Ursula K. LeGuin tells, in Wizard of Earthsea, rain clouds that are bounced all around an island until they finally can rain in peace on the sea, because Ogion, Ged’s master, is an unusual wizard in that he just lets it rain on him (and Ged, which Ged finds irksome). LeGuin treated it as a quirk, but even in my childhood, it occurred to me that the farmers would be less than happy with this, and even the wizards, once the water table ran out.
Even if you can contain the effects of your spell with no Butterfly Effect, there’s the question of whom you aid.
Some crops like more rain, some less.
Sometimes there are bandits, or armies, coming to attack your village, and the villages may want you to give them a thunderstorm in the pass to scare them off, or drown them in a flood, or hit them with lightning.
Sometimes there is a lawsuit over land, and the rich farmer claims the poor widow’s scrap, and she wants the wizard to blight the farmer’s lands with drought until he gives back the scrap. (And what if the widow really was in the wrong?)
Such conflicts do come up, and the wizards who try to judge sometimes will judge wrongly.
At that, they are in the position of the rich farmer, only very much more so. A wizard who controls the weather is a very powerful position, creating doubts about scruples.

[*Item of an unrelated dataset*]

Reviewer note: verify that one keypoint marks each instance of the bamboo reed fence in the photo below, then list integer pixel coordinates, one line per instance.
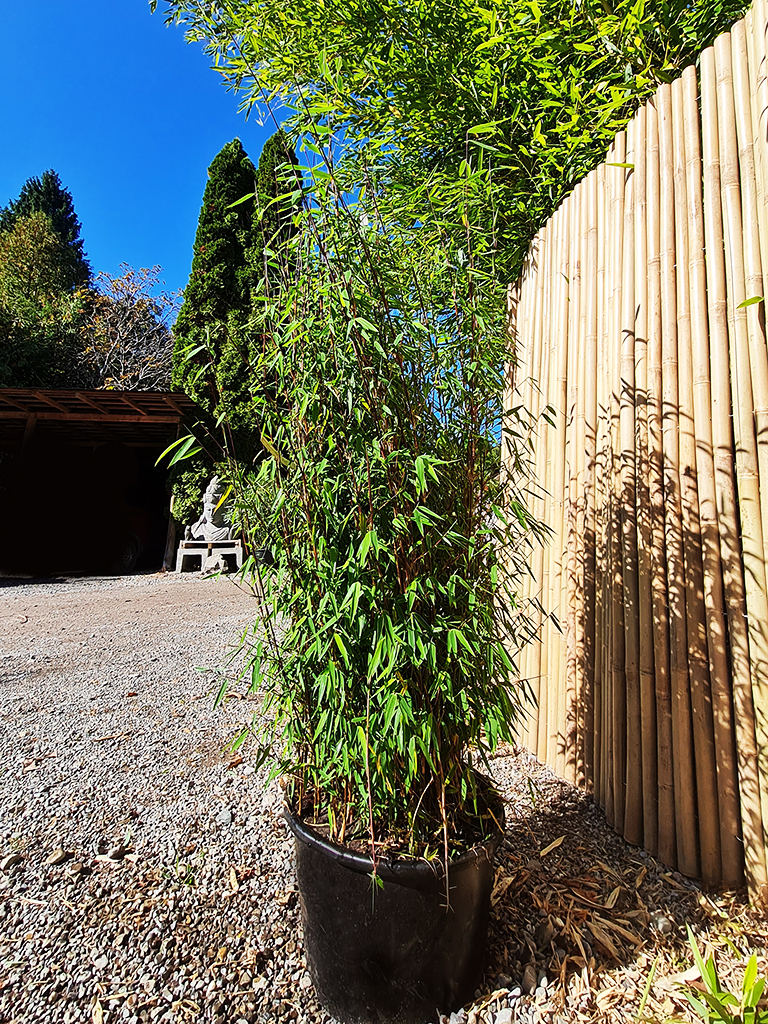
(639, 340)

And, in fact, probably creating reasonable doubts. Some wizards master the arts out of pure desire for knowledge, but their very desire may lead to unscrupulous use of them merely to see what happens. Others -- such a concentration of power into the hands of few seldom happens happily for the many, and all the more so in that the wizards’ power is not social at its base. A wizard does not need the good will of anyone to cast fireballs or send drought.
Worse, the wizards who wreak harm would be the most visible ones. A priest could utter many jeremiads without being more unjust than to not pause in his fulminations to carefully point out that the evil wizards are the problem. He could even name the ones he is attacking and so the others suffer only by association.
They might do something about that.
This might, in due order, lead to something like Randall Garnett’s Lord Darcy series, where they have means to evaluate character and scrupulously license wizards, and yet Too Many Magicians has one practicing black magic. In which the Church is deeply involved in the issuing of the licenses.
Would ensuring that the intent was beneficent, or at least innocent, fix things up? More reflections ahead.




I was reading a fantasy a while back, i think tradpubbed, where the author did not seem to understand why the poor, oppressed telepaths who can do jedi mind tricks and tamper with people's memories might be a shade unpopular with the authorities.